I disagree with the other answers here.
$$\int x^2+2x \,\mathrm{d}x$$
is not correct; the integral needs to be written as
$$\int (x^2+2x) \,\mathrm{d}x$$
instead.
Think of the definite integral, which is really the source of this notation — the definite integral here would be a limit of sums of the form
$$\sum_k (x_k^{\,2}+2x_k) \,\Delta x,$$
not sums of the form
$$\sum_k x_k^{\,2}+2x_k\Delta x.$$
The standard notation works for integrals because you can treat the integral as similar to a summation, and you can treat the part after the integral sign as similar to a product of the integrand and $\mathrm{d}x.$ (Obviously this is just a similarity, not a rigorous definition, but it works in practice.)

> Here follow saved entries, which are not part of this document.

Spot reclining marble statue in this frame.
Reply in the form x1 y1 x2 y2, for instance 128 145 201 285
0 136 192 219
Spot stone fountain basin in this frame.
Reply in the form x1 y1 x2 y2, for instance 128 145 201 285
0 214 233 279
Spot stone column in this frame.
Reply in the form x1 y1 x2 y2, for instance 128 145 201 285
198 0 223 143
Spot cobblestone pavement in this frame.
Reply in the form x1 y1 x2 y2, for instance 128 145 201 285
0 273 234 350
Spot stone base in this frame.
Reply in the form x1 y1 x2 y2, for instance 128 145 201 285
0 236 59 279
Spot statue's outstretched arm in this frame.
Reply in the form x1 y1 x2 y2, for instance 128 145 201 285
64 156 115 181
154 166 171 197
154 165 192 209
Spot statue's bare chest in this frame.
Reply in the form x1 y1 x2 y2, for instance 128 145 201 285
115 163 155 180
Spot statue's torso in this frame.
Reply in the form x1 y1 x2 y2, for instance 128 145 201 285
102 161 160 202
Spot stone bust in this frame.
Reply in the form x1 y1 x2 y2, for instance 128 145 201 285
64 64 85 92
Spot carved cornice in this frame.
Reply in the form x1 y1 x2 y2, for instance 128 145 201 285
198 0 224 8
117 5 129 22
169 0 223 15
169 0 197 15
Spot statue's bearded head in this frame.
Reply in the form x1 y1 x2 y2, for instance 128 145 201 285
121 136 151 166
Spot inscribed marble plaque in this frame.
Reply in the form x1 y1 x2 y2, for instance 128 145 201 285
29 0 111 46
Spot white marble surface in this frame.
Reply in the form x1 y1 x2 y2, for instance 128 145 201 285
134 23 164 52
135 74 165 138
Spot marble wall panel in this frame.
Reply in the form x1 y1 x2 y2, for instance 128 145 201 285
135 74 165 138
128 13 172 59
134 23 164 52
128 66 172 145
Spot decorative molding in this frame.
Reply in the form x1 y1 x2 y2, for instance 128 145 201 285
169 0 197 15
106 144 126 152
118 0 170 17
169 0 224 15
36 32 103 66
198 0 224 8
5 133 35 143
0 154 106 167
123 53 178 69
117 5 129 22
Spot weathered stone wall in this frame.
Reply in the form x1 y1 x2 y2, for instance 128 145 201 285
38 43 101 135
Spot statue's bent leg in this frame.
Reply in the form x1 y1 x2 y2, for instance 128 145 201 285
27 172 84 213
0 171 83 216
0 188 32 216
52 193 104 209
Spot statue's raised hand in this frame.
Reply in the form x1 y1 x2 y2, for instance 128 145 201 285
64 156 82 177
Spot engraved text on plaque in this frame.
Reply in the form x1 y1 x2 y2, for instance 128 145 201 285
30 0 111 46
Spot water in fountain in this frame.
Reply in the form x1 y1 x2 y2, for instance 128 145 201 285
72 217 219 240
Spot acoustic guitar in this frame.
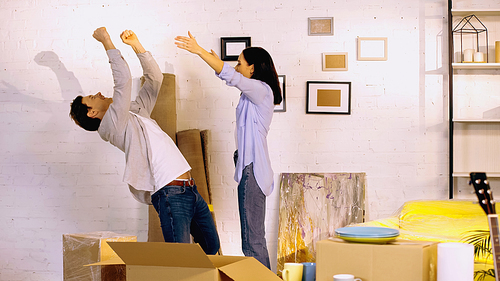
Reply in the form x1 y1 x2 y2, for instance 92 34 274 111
470 172 500 281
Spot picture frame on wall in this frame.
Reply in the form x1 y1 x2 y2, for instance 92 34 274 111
322 52 348 71
308 17 334 36
274 75 286 112
357 37 388 61
306 81 351 114
220 37 251 61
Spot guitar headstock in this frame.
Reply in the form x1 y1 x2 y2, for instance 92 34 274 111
470 172 496 215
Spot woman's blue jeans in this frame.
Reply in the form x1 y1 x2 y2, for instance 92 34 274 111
237 161 271 269
151 182 220 255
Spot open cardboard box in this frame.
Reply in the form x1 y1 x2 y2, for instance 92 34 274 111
316 238 438 281
88 242 281 281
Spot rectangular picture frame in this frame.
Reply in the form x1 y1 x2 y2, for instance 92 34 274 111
221 37 251 61
357 37 387 61
306 81 351 114
274 75 286 112
322 52 348 71
308 17 334 36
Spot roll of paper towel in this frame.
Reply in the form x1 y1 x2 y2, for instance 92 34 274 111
437 243 474 281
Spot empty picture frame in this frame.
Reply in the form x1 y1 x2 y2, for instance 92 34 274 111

Here's an example where it matters: If you want to use a change of variables and apply the substitution rule, you'll get the right answer if you start with
$$\int (x^2+2x) \,\mathrm{d}x$$
and apply the usual laws of algebra, but you will not get the right answer if you start with
$$\int x^2+2x \,\mathrm{d}x$$
instead. (You'll need to add the parentheses back in which should have been there all along.)

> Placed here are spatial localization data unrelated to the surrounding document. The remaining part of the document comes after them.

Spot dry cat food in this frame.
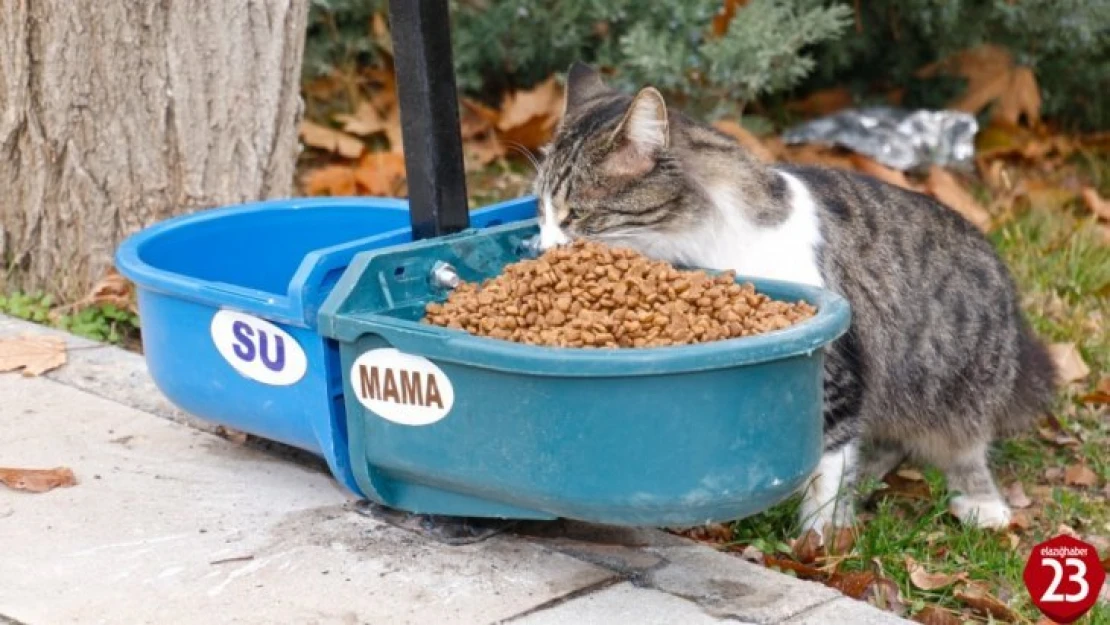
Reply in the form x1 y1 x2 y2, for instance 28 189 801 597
422 240 816 348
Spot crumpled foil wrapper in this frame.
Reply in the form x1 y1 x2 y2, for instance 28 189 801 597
782 107 979 172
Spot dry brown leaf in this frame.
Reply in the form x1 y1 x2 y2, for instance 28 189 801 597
920 45 1041 126
1055 523 1080 538
0 466 77 493
897 468 925 481
80 268 135 313
0 335 67 377
826 570 876 599
354 151 407 197
464 134 508 169
215 426 248 445
1064 463 1099 487
954 582 1021 623
786 87 853 117
848 154 918 192
879 471 933 501
1004 531 1022 549
905 556 967 590
863 577 909 616
1081 187 1110 222
298 121 364 159
335 101 388 137
302 165 357 197
460 98 499 140
383 106 404 154
1080 377 1110 405
924 167 992 231
792 529 824 564
912 605 964 625
1004 482 1032 509
739 544 764 563
993 66 1042 127
711 0 750 37
1037 425 1082 448
826 526 857 555
1047 343 1090 384
713 120 776 163
497 77 563 151
1045 467 1065 483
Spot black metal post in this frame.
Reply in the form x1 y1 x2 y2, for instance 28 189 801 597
387 0 470 240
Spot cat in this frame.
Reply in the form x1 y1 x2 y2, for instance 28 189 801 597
532 62 1057 537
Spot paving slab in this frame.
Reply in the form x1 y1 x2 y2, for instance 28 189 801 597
0 317 913 624
0 374 614 625
510 582 742 625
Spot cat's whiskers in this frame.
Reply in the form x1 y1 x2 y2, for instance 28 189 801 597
501 140 541 172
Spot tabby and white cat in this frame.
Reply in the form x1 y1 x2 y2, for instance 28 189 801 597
533 63 1056 536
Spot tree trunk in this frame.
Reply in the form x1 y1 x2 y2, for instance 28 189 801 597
0 0 309 298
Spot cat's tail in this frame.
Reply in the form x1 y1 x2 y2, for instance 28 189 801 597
996 319 1057 438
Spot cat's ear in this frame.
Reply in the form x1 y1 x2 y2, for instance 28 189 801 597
612 87 669 152
564 62 606 114
602 88 669 177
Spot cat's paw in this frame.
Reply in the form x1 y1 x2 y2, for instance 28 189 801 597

For those people who think otherwise, look in published math textbooks or journals and see what kind of usage you find. (If actual usage is different, I would certainly acknowledge that, along with a suggestion then that people should use parentheses when needed to treat this formally as a product of the integrand and $\mathrm{d}x,$ for the reasons I've stated.)
Best Answer
This is a conventional exception. If I were going to write $(f(x)+g(x))\,dx$, with no integral sign (e.g. when a differential equation is written as $a(x,y)\,dx+b(x,y)\,dy=0$ and the expression $a(x,y)$ or $b(x,y)$ has several terms) I would not omit the parentheses. Everything within the parentheses is multiplied by $dx$. If $f(x)+g(x)$ is in meters per second and $dx$ is in seconds, then $(f(x)+g(x))\,dx$. However, in something like $\displaystyle\int x^2+3x+10 \, dx$ it is quite conventional to omit delimeters. It is as if the expression $$ \int \cdots\cdots\cdots\cdots dx $$ acts in some way on whatever is written where "$\cdots\cdots\cdots\cdots$" appears.